Datum uitspraak: 8 november 2017

AFDELING
BESTUURSRECHTSPRAAK

Uitspraak op het hoger beroep van:

[appellante], wonend te [woonplaats],
appellante,

tegen de uitspraak van de rechtbank Zeeland-West-Brabant van 20 juni 2016 in zaak nr. 16/1094 in het geding tussen:

[appellante]

en

de directie van het Centraal Bureau Rijvaardigheidsbewijzen
(hierna: het CBR).

Procesverloop

Bij besluit van 21 oktober 2015 heeft het CBR het rijbewijs van [appellante] ongeldig verklaard vanaf 28 oktober 2015.

Bij besluit van 3 februari 2016 heeft het CBR het door [appellante] daartegen gemaakte bezwaar ongegrond verklaard.

Bij uitspraak van 20 juni 2016 heeft de rechtbank het door [appellante] daartegen ingestelde beroep ongegrond verklaard. Deze uitspraak is aangehecht.

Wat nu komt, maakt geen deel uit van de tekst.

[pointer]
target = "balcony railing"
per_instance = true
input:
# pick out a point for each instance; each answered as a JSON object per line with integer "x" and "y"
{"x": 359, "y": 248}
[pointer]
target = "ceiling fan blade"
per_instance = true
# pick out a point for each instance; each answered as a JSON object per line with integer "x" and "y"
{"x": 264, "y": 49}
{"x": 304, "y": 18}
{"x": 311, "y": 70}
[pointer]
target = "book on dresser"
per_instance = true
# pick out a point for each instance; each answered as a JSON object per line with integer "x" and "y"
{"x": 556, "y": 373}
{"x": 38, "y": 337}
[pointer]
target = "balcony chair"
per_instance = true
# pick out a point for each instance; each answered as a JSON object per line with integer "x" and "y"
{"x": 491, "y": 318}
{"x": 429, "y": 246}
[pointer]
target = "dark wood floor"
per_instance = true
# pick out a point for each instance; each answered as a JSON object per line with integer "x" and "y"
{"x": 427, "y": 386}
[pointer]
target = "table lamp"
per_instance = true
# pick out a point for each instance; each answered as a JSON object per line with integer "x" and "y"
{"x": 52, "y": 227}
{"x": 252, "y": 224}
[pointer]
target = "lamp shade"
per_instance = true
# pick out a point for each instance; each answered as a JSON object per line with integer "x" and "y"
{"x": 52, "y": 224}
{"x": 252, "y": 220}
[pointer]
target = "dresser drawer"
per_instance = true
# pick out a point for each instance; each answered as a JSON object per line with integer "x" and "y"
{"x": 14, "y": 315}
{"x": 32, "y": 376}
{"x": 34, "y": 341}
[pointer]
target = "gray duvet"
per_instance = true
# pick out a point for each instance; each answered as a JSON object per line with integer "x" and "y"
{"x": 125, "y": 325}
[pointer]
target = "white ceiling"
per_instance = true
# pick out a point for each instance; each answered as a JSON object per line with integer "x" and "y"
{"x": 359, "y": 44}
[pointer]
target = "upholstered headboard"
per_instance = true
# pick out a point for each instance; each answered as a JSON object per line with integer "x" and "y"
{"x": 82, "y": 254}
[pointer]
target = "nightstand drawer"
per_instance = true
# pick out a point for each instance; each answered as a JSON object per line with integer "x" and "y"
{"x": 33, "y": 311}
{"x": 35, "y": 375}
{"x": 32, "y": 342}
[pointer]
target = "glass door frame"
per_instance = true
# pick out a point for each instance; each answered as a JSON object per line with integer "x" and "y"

Tegen deze uitspraak heeft [appellante] hoger beroep ingesteld.

Het CBR heeft een schriftelijke uiteenzetting ingediend.

[appellante] heeft een nader stuk ingediend.

De Afdeling heeft de zaak ter zitting behandeld op 24 april 2017, waar [appellante], bijgestaan door mr. J.J. van ’t Hoff, advocaat te Tilburg, en het CBR, vertegenwoordigd door drs. I.S.B. Metaal en W. van Os, arts/medisch adviseur bij het CBR, zijn verschenen.

Na sluiting van het onderzoek ter zitting heeft de Afdeling het onderzoek heropend. [appellante] heeft een stuk ingediend en partijen hebben over en weer gereageerd, waarbij zij hebben afgezien van een nadere zitting.

Overwegingen

Inleiding

1. Het CBR heeft het rijbewijs van [appellante] ongeldig verklaard, omdat uit onderzoek zou zijn gebleken dat zij vanwege alcoholmisbruik ongeschikt is om te rijden. [appellante] bestrijdt dat sprake is van alcoholmisbruik en vindt dat haar rijbewijs ten onrechte ongeldig is verklaard.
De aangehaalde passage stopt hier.